At MeZen, the menu heavily depends on what’s on offer in Thessaloniki’s local markets. “Every day we go to the fish market and the produce market, see what’s happening and what is available; then we decide what we will make that day. And the next day might be something completely different, and the next day as well. Some dishes stay the same – for example, mackerel is very common and very popular, so we often have that. However, people who come on a Monday can come back on a Tuesday and they may find lots of different dishes – we will make a different type of pickled vegetable, a different grilled fish. It really depends on the ingredients at the market.”
Helmis recommends that anyone in search of a decent plate of meze to accompany their tsipouro bypass larger restaurants in favour of the smallest, most hole-in-the-wall-style bar you can find. “Many times, you don’t get the same quality in big places. Imagine you have a restaurant with 200 seats; in rush hour, that is 200 people who all want to drink and to eat. The kitchen has to supply each of these tables with three or four plates for each drink, and you cannot keep up with that demand with fresh, good food – many places serve frozen food.”
“So the best thing is to go to small meze places, ones where you can see into the kitchen and where the kitchen can keep up with the pace and the clientele. Here, our kitchen is actually bigger than the restaurant!”
One thing Helmis is firm about is that you shouldn’t expect a buffet-style meal at a tsipouro bar; despite the abundance of small plates available, you won’t get an onslaught of dishes arriving at your table all at once.

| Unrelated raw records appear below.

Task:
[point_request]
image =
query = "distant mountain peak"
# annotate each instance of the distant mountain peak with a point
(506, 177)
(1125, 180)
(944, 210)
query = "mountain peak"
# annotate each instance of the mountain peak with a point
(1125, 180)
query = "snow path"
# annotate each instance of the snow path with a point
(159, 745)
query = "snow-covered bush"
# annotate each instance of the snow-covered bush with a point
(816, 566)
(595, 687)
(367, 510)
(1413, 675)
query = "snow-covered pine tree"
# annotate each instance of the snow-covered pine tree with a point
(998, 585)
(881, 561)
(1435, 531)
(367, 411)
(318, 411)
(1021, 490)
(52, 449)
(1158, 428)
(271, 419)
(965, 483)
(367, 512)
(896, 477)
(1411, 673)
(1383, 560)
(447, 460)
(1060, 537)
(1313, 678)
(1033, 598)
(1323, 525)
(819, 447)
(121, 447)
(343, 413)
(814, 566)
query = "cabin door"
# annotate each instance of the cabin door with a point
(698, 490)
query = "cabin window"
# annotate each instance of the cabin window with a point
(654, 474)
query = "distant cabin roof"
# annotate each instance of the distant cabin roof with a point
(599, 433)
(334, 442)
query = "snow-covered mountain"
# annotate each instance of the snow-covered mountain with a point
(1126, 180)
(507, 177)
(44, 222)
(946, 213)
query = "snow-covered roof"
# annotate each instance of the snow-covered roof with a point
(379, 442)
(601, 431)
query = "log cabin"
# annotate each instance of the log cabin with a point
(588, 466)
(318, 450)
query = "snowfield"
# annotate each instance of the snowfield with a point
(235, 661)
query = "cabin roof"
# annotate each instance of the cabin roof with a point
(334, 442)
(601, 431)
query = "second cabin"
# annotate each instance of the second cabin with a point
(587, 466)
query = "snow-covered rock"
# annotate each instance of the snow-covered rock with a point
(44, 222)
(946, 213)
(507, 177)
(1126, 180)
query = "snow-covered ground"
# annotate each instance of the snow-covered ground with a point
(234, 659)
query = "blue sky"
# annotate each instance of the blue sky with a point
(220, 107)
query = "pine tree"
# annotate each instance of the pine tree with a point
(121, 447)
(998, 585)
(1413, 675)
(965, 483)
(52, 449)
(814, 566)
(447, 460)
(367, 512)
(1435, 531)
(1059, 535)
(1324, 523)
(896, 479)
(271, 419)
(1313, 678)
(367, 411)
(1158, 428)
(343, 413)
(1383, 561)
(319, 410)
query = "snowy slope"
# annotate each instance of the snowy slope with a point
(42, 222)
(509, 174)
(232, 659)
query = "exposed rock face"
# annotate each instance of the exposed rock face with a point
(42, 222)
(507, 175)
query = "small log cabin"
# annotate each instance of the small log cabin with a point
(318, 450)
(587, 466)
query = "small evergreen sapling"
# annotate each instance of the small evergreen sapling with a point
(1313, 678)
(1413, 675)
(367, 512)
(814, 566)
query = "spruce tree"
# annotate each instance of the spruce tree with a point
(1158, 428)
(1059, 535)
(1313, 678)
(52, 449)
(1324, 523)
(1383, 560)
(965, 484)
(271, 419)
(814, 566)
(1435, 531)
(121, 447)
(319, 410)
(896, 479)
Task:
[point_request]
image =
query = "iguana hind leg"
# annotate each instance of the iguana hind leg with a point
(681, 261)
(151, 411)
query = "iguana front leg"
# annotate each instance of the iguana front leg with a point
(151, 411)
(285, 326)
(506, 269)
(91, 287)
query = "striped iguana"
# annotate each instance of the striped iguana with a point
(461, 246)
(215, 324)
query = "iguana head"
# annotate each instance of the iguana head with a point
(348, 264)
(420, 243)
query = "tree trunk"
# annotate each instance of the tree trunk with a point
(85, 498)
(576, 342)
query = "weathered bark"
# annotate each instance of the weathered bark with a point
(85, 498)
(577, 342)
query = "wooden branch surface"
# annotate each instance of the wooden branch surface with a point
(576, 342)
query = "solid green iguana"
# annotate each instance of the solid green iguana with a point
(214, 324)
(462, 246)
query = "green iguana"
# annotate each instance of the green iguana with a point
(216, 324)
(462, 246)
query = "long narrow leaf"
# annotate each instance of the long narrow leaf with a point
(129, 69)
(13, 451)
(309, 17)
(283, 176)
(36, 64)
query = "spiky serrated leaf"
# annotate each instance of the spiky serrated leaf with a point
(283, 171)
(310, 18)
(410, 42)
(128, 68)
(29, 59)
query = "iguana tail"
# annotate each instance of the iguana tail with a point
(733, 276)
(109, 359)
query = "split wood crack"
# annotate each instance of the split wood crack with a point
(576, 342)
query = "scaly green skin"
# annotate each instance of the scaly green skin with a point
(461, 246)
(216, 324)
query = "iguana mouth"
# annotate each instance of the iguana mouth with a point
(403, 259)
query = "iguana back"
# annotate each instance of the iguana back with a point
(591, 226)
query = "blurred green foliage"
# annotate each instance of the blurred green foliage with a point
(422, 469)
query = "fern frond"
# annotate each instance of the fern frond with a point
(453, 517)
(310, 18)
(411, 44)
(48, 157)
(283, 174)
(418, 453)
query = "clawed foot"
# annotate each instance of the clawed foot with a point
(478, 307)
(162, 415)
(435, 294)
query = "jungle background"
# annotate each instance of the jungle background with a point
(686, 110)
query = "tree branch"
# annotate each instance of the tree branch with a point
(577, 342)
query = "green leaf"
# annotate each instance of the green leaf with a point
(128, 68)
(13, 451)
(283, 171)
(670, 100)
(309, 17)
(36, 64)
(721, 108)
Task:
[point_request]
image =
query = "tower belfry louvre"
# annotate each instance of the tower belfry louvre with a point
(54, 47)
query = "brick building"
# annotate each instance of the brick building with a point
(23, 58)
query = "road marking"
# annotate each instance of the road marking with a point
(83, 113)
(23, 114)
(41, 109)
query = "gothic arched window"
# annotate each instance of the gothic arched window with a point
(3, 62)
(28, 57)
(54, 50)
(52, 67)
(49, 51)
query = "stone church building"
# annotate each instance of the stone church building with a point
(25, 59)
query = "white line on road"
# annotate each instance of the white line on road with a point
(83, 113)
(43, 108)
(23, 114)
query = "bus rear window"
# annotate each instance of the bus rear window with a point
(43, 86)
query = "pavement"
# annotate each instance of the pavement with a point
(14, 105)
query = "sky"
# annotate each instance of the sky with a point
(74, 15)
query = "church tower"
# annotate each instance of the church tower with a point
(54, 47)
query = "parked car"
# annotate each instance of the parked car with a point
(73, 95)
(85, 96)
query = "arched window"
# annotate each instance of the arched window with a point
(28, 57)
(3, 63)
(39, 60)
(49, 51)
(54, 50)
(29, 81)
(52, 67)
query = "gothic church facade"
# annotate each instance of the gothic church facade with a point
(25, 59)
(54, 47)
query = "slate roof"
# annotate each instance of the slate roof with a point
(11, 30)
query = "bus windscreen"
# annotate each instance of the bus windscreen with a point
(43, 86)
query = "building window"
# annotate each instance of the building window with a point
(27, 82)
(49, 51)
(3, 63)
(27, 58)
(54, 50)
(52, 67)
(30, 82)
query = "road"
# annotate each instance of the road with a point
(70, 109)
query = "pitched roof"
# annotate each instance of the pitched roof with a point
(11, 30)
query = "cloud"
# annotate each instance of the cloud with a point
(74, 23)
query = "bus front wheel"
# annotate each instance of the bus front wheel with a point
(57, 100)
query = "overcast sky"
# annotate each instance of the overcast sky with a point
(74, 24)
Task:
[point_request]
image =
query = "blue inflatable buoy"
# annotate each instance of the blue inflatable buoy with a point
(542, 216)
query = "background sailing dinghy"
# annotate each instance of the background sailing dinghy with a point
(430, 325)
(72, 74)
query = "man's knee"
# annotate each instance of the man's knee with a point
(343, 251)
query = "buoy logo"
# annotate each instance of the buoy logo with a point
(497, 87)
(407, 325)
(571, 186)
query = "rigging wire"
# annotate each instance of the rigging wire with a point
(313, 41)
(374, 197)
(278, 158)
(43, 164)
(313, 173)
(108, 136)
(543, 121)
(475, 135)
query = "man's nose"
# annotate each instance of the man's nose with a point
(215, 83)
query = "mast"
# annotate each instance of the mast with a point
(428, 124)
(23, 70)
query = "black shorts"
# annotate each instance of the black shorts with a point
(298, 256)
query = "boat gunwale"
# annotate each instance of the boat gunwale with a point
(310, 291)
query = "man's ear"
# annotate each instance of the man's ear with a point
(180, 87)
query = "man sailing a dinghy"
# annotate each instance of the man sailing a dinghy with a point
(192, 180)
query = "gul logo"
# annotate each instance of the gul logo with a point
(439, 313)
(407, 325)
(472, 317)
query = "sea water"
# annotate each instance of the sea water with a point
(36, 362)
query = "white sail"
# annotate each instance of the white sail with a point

“As a chef we always keep an eye and make sure people are eating at the right pace. One of the rules is that you should only have three plates in front of you. This means you can eat the grilled or fried food quickly, before it goes cold. It also means you can focus on each individual plate and talk about the flavours. The dishes are all small, they’re humble, they’re cheap. But they are very good.”
Tsipouro is not just a drink, nor is it simply an opportunity to try a selection of Greek meze. It’s a communal experience, one to be savoured and enjoyed with friends and family. Though the food may be complex, the philosophy behind MeZen is simple. “The idea – and the origin of the name – is to step out of here and be in a Zen mood. Zen from the alcohol, Zen from the food and Zen from the company.”
Helmis says, “You’re not here just for drinking, or for food – you are here for the combination of both, and for the company. The golden rule is one sip, one bite, talk – and repeat. By following this procedure you can sit here for hours, drinking and eating, and go out of here sober. It’s all about the balance.”
Helmis believes that the balance of the tsipouro tradition is something that has inspired the greatest minds of Greece throughout history. “I think tsipouro is the closest thing to the ancient Greek symposium; they drank wine mixed with water, they ate together, and they discussed their ideas. It was about debating philosophy, and exchanging thoughts, with the help of alcohol.”
After consuming numerous shots of 40-percent spirits, leaving a tsipouro bar sober may be a stretch – but at least when you emerge full, content and perhaps just a little tipsy, you’ll have the knowledge that you’ve partaken in a Greek tradition dating back centuries.